Swimming Pool Hazards & How To Avoid Them
We have effectively kicked off Summer for the year, which means the kids are out of school and most community pools are open for business. Many local homeowners have in-ground pools on their property. This is a great perk for your family, and neighbors or visitors as well. However, it also poses a liability to the homeowner and increases your homeowner’s insurance. Whether you’ll be swimming at a community pool or your personal in-ground pool, here’s a few things you need to know about the hazards of swimming pools and how to avoid them.
- Harmful Pool Cleansing Chemicals. Sure, we all want to swim in water that has been properly treated with the right combination of cleansers. However, some of those same cleansers can also pose health risks. If you can smell chlorine, the pool is over-chlorinated. In addition, those same pool cleansers can cause harm to younger children if they are stored improperly. Ensure any chemicals (chlorine or pH down acids) are stored away from children’s reach and in a cool, dry place.
- Electrical Exposure. To ensure a safe pool environment, cleaning mechanisms used are typically electric. All electrically powered equipment has the potential to introduce stray electrical current into the pool. Following all of the posted rules and regulations for pool safety either posted by a pool manager, or your personal pool, is key to remaining safe and avoiding electric shock. In addition, knowing the signs of electrical exposure is part of prevention against electrical exposure.
- Risk of Drowning. This is the most obvious of the pool hazards, but just as dangerous and important to be aware of. For parents of young children, ensuring they are properly supervised or trained in swimmer’s safety and pool safety is essential. Remember to never swim alone or allow children to swim alone. Always supervise young children near the pool, even if they know how to swim. If you want your young children to be able to enjoy the pool, be sure floaties are properly secured to the child before they enter the pool and that you are close by to supervise. Never leave children alone near water
- Diving Boards. Are you a fan of jumping off the diving board and cannon balling into the deep end?

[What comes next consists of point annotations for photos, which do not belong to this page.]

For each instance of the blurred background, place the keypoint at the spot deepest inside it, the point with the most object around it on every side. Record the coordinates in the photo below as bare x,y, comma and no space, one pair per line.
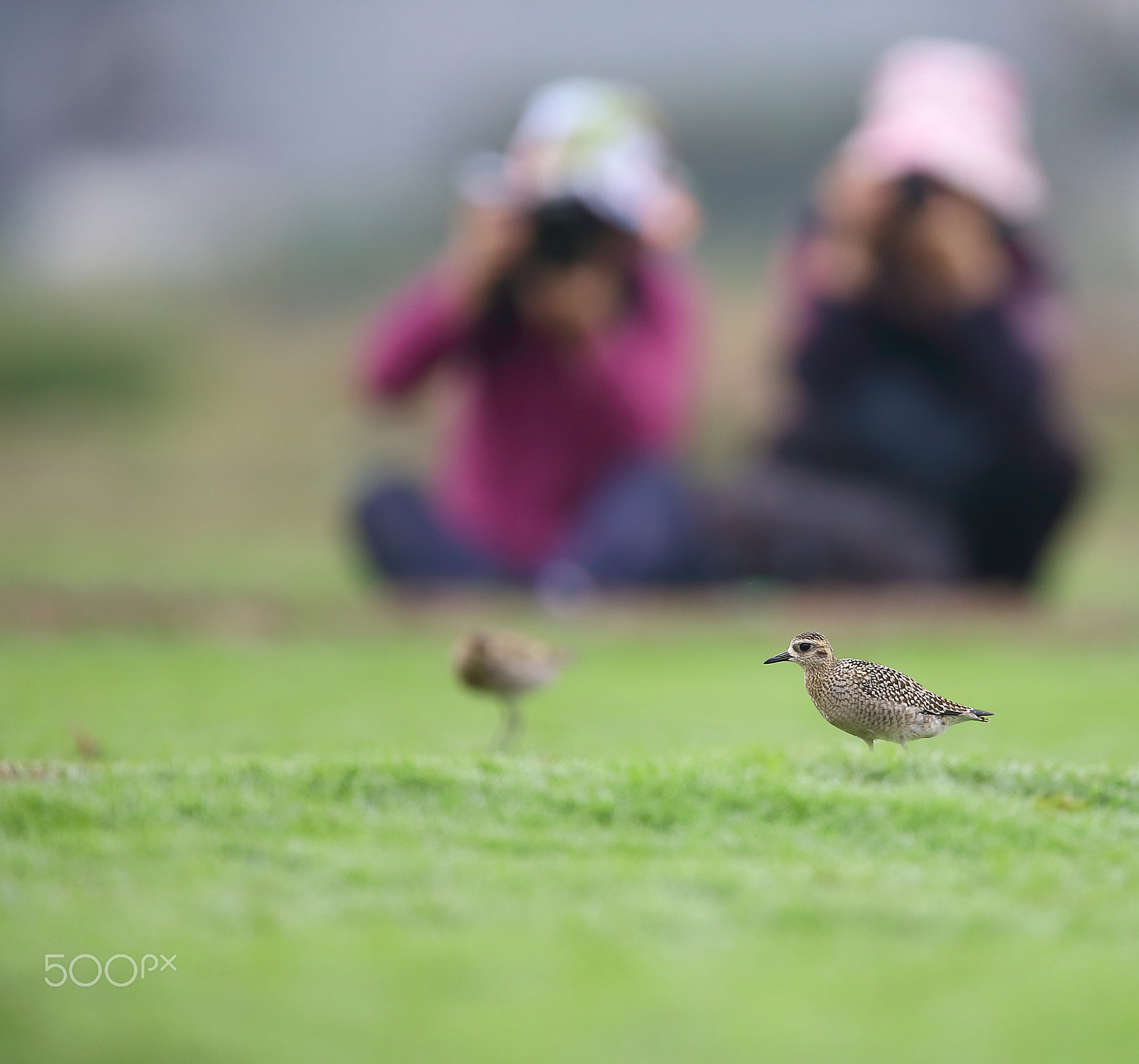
201,203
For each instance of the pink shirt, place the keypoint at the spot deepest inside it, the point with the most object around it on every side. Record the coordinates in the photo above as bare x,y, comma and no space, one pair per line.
544,424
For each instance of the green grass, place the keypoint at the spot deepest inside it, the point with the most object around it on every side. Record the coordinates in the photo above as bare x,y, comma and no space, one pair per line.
713,907
310,825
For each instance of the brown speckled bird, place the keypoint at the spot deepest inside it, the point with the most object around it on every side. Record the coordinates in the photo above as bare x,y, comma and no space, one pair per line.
873,702
508,665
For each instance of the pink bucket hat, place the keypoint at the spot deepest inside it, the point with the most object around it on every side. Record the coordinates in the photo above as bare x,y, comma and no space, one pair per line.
598,142
956,112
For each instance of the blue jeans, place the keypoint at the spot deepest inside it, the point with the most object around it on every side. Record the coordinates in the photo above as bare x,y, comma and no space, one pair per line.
641,527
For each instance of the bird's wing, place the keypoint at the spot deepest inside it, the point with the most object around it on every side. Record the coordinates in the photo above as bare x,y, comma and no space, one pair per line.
888,685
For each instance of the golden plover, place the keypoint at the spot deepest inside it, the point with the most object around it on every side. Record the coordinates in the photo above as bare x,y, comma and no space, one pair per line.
508,665
873,702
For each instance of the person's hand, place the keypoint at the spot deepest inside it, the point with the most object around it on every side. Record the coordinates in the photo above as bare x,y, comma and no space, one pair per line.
852,208
964,261
483,243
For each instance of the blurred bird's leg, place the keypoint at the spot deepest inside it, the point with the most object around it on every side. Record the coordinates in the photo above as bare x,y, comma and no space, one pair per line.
512,724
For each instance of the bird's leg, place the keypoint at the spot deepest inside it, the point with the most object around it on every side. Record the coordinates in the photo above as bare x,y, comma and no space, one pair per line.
512,724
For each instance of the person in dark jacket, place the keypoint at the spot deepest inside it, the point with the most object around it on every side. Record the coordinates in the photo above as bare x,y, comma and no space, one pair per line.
924,324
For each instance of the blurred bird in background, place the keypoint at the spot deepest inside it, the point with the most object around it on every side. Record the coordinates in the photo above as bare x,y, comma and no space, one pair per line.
507,665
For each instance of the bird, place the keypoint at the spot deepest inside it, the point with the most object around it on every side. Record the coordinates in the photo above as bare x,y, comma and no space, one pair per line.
871,702
508,665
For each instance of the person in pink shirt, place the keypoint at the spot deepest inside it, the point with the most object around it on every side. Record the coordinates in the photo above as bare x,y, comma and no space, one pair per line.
562,305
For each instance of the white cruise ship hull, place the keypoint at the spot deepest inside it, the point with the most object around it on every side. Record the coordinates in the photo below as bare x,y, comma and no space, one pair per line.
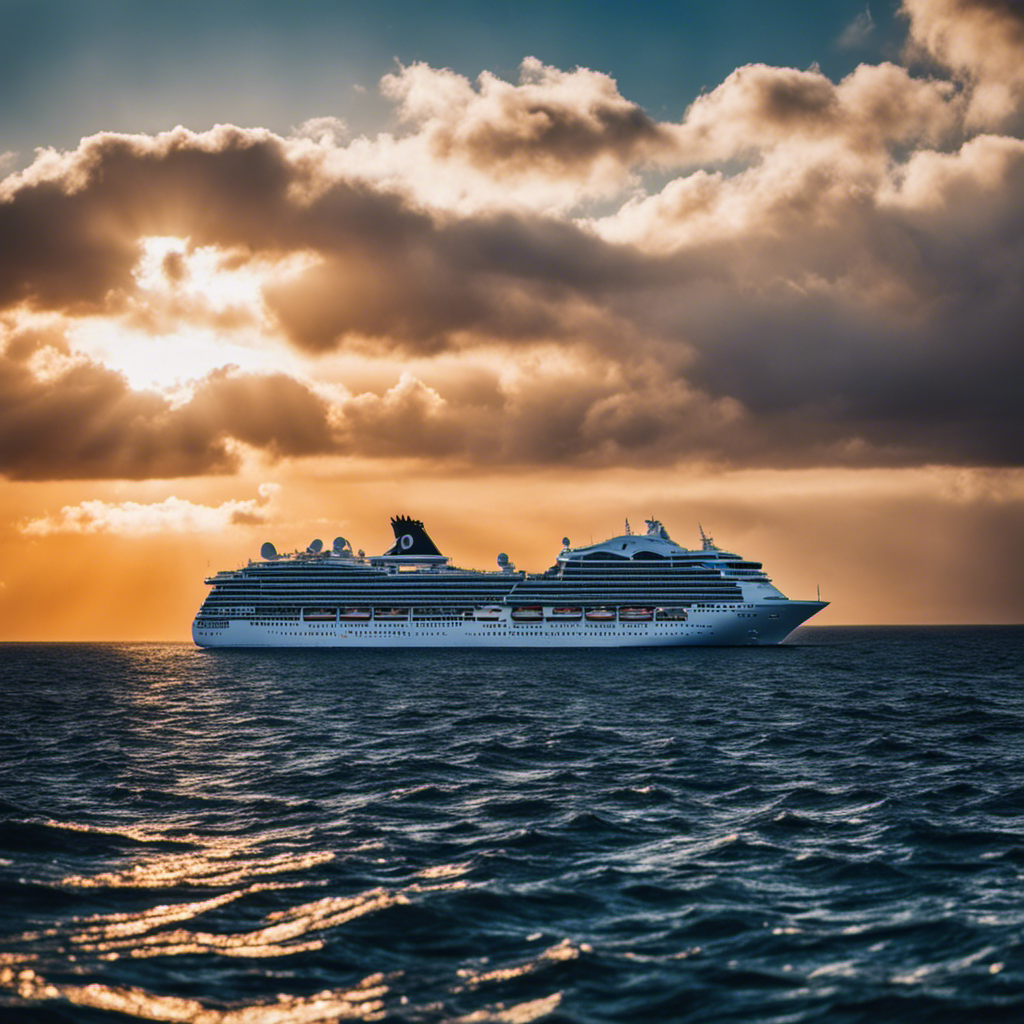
748,625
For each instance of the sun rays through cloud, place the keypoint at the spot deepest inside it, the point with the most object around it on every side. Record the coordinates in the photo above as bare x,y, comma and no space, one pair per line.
799,272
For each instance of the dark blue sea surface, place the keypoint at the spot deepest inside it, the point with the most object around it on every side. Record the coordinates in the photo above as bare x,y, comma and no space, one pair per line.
828,830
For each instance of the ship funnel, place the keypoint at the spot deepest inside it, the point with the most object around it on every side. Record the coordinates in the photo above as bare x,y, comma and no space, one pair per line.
411,538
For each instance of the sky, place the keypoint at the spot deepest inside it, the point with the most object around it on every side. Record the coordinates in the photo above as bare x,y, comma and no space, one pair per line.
521,270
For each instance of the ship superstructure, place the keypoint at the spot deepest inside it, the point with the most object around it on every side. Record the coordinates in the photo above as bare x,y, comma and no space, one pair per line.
630,590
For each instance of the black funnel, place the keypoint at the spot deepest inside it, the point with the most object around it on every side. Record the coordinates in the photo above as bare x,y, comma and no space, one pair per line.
411,538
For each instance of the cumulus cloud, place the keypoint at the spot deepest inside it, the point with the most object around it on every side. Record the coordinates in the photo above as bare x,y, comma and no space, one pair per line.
173,515
982,41
826,273
64,417
551,123
858,31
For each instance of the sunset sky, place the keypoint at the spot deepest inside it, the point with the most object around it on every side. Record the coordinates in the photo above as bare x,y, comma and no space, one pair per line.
522,270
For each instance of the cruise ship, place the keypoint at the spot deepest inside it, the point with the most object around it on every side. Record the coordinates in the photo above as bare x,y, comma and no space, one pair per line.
638,589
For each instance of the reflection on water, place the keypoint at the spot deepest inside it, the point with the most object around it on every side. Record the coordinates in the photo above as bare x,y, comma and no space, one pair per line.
364,1001
830,832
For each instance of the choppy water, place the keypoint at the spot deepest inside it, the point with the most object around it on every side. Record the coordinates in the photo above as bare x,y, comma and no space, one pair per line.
832,830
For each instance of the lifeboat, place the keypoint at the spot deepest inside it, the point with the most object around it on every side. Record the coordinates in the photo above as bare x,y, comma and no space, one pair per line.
565,614
488,614
354,614
320,614
672,614
390,614
636,614
530,614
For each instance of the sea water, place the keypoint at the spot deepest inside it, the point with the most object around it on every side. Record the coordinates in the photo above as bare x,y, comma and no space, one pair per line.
827,830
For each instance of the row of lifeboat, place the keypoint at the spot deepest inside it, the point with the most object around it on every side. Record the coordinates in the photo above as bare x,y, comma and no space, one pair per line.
530,613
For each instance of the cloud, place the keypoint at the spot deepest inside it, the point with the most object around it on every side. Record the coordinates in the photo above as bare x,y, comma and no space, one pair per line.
173,515
552,123
858,31
65,417
982,41
824,273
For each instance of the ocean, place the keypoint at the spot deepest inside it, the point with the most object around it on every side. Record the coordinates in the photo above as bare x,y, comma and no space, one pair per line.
827,830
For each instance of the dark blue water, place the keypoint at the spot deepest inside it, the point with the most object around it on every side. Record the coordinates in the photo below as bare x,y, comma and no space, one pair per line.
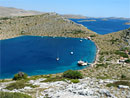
104,27
36,55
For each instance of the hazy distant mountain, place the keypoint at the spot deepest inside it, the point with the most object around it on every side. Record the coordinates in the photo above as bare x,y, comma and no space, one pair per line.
9,11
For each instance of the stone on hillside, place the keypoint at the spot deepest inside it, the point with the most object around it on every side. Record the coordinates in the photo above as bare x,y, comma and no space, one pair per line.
105,91
123,86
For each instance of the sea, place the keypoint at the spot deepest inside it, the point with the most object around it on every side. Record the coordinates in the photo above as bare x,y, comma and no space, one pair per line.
37,55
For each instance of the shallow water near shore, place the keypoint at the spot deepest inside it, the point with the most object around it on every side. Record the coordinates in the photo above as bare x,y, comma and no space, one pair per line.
37,55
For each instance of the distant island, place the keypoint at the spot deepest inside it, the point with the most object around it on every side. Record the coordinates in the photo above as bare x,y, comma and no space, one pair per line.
74,16
107,76
86,20
104,19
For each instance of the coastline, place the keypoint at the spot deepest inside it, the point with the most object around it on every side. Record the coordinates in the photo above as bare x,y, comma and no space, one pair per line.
91,65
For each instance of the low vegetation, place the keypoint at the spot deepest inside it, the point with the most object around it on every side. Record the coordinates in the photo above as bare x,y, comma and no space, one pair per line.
121,53
71,74
74,80
20,75
116,84
13,95
19,85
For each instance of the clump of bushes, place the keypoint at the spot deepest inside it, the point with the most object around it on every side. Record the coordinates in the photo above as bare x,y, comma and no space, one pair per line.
20,75
101,65
122,54
19,85
127,61
75,81
71,74
76,31
93,35
13,95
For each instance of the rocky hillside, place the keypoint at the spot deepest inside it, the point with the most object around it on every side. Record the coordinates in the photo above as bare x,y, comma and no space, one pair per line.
9,11
48,24
74,16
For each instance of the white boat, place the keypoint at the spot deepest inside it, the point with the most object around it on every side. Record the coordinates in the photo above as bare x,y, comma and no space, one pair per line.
81,40
82,63
57,59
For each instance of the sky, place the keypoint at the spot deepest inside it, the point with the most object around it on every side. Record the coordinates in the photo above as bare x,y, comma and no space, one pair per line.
91,8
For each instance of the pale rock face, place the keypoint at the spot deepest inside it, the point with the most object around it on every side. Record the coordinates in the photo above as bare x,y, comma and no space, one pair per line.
123,86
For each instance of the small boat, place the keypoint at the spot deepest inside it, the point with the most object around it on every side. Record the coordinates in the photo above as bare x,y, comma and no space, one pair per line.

If so, you could be at serious risk of neck, back, or head injury. This is another one of those swimming pool hazards that is best to avoid. If you’re not an experienced diver, perhaps think twice before diving head first off the diving board. Take a few precautionary “practice jumps” to get a feel for your trajectory as well as for the force you’ll be jumping in at. If you’re nervous, ask someone more experienced for pointers or read up on best practices for using a diving board.